Europe finds itself at war.

For the last three years Russia has tried to extinguish Ukrainian statehood.

This article will not attempt to discuss the Russian invasion of Ukraine, or the last three years of brutal fighting, in minute detail. Rather, as the voices calling for a peace-agreement between Russia and Ukraine grow ever louder, this article will attempt to discuss what may come after.

In what particular situation does Europe find itself vis a vis Russia, and based on the history and culture of Russia, what is to be expected from her?

Winston Churchill remarked in 1939 that Russian action is a riddle, wrapped in a mystery, inside an enigma.

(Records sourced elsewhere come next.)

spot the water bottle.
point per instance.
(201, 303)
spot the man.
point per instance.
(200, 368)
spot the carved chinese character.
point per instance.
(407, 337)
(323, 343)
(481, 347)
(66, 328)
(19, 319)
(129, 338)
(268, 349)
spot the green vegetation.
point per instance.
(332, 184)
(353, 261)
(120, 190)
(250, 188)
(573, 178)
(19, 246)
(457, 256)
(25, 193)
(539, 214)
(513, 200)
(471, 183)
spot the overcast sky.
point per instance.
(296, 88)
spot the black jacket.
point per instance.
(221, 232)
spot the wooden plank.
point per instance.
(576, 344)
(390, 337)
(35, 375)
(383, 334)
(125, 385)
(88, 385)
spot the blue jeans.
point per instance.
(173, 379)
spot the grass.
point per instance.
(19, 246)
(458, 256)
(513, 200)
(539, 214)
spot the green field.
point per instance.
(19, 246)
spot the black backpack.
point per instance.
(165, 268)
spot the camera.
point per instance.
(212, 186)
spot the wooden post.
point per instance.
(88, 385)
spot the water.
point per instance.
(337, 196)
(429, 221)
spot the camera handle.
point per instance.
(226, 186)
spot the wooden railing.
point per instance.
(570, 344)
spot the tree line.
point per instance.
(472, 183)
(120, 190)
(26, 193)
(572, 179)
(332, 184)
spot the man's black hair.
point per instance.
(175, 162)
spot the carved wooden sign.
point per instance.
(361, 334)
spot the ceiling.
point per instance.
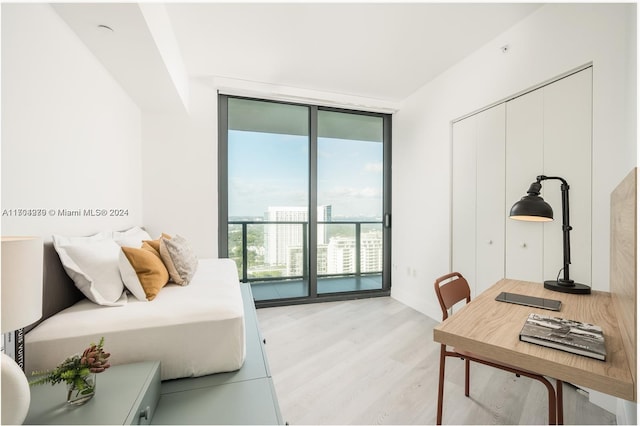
(383, 51)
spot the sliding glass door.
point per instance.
(350, 196)
(303, 209)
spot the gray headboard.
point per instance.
(58, 290)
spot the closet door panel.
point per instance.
(567, 153)
(524, 161)
(490, 199)
(463, 233)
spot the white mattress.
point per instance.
(193, 330)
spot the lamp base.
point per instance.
(572, 288)
(15, 392)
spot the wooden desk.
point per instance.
(491, 329)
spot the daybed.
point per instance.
(193, 330)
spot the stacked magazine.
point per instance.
(567, 335)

Yet, he went on, perhaps the key to the conduct was the Russian national interest.

Today, we find ourselves again trying to analyse Russian conduct, asking ourselves what comes next. To what should we ascribe its conduct? The idea of the national interest does not seem to be applicable, as it is arguably Russia, not Ukraine, who has suffered the more strategically egregious consequences of the invasion.

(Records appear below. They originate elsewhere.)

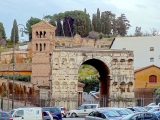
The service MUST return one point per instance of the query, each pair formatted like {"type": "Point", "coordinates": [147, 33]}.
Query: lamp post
{"type": "Point", "coordinates": [13, 56]}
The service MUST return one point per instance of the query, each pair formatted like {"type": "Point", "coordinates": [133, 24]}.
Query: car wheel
{"type": "Point", "coordinates": [73, 115]}
{"type": "Point", "coordinates": [55, 119]}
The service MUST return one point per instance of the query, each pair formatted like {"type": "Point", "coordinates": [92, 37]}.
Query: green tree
{"type": "Point", "coordinates": [14, 32]}
{"type": "Point", "coordinates": [94, 22]}
{"type": "Point", "coordinates": [107, 18]}
{"type": "Point", "coordinates": [2, 31]}
{"type": "Point", "coordinates": [29, 23]}
{"type": "Point", "coordinates": [123, 24]}
{"type": "Point", "coordinates": [98, 22]}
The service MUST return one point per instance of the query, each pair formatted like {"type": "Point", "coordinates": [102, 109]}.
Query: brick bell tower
{"type": "Point", "coordinates": [43, 42]}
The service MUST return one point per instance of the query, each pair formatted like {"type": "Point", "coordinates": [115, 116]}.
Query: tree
{"type": "Point", "coordinates": [153, 31]}
{"type": "Point", "coordinates": [123, 25]}
{"type": "Point", "coordinates": [29, 23]}
{"type": "Point", "coordinates": [14, 32]}
{"type": "Point", "coordinates": [90, 84]}
{"type": "Point", "coordinates": [138, 32]}
{"type": "Point", "coordinates": [94, 23]}
{"type": "Point", "coordinates": [93, 35]}
{"type": "Point", "coordinates": [98, 22]}
{"type": "Point", "coordinates": [106, 20]}
{"type": "Point", "coordinates": [2, 31]}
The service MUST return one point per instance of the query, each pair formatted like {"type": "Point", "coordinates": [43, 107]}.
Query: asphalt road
{"type": "Point", "coordinates": [77, 118]}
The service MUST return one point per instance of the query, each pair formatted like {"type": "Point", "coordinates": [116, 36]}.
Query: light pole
{"type": "Point", "coordinates": [13, 56]}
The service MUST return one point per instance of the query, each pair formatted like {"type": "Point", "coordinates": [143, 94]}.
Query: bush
{"type": "Point", "coordinates": [24, 78]}
{"type": "Point", "coordinates": [90, 85]}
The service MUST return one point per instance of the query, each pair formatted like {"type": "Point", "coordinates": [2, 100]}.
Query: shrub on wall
{"type": "Point", "coordinates": [18, 77]}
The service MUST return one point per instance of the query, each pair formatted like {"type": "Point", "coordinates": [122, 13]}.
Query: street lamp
{"type": "Point", "coordinates": [13, 55]}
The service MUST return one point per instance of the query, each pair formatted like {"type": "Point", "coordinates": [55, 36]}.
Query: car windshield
{"type": "Point", "coordinates": [121, 112]}
{"type": "Point", "coordinates": [111, 114]}
{"type": "Point", "coordinates": [153, 110]}
{"type": "Point", "coordinates": [138, 109]}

Russia is largely isolated, relying on Iranian drones and North Korean artillery ammunition. China talks of eternal brotherhood yet delivers little.

Economically Vladimir Putin is turning Russia into an economic basket case, with Europe having turned away from Russian energy faster than anyone could reasonably have expected. The European Union has now seventeen separate sanction packages on various Russian entities. The re-election of Donald Trump in America has delivered most likely less than Russia would have hoped.

Ukraine on the other hand, still stands. The expectation that Ukraine would simply capitulate and Russia would subjugate Ukraine within a few days has proven a folly beyond comprehension. Ukraine now finds itself closer to the European Union than ever before, and more integrated into NATO weapon systems than arguably any other non-NATO member on the planet.

Yet, Russia continues to fight on Ukrainian soil, and Ukrainian women and children die daily due to Russian attacks on civilian infrastructure. Russia still occupies almost twenty percent of Ukrainian soil.

If Europe and Ukraine wants a lasting peace, what is to be done?  And what of our relationship with Russia afterwards?

The root causes of the Russian invasion of Ukraine

Russian officials have repeatedly cited the “elimination of the root causes” of the war as a perquisite for negotiations with Ukraine.[1]

But what are they?

What Russia is demanding is the de facto subjugation of Ukraine to Russia. Robert Person, Russia expert and member of the Council on Foreign Relations, has claimed that “It’s really about turning Ukraine into a subservient vassal state with a puppet government that does his bidding.”[2]

Yet, the conflict goes beyond Ukraine. Ukraine is merely where the current fault lines are drawn. The conflict is with the wider western world, and Europe in particular.

In December 2021, before the invasion of Ukraine, Russia demanded that the United States and its European allies, in other words, NATO, cease all military activity in central and eastern Europe. All NATO military infrastructure put in place after 1997 was to be dismantled, and that NATO would not offer membership to Ukraine.[3]

The demand would have seen a return to a “Cold War-like security arrangement.”[4]

Stephen Hall, assistant professor of Russian and post-soviet politics at the University of Bath points out that Russia showed limited resistance to Polish, and Baltic countries joining NATO in 1999 and 2004, respectively. NATO, he argues, is relevant insofar that it highlights how Ukraine is slipping away from Russia.[5]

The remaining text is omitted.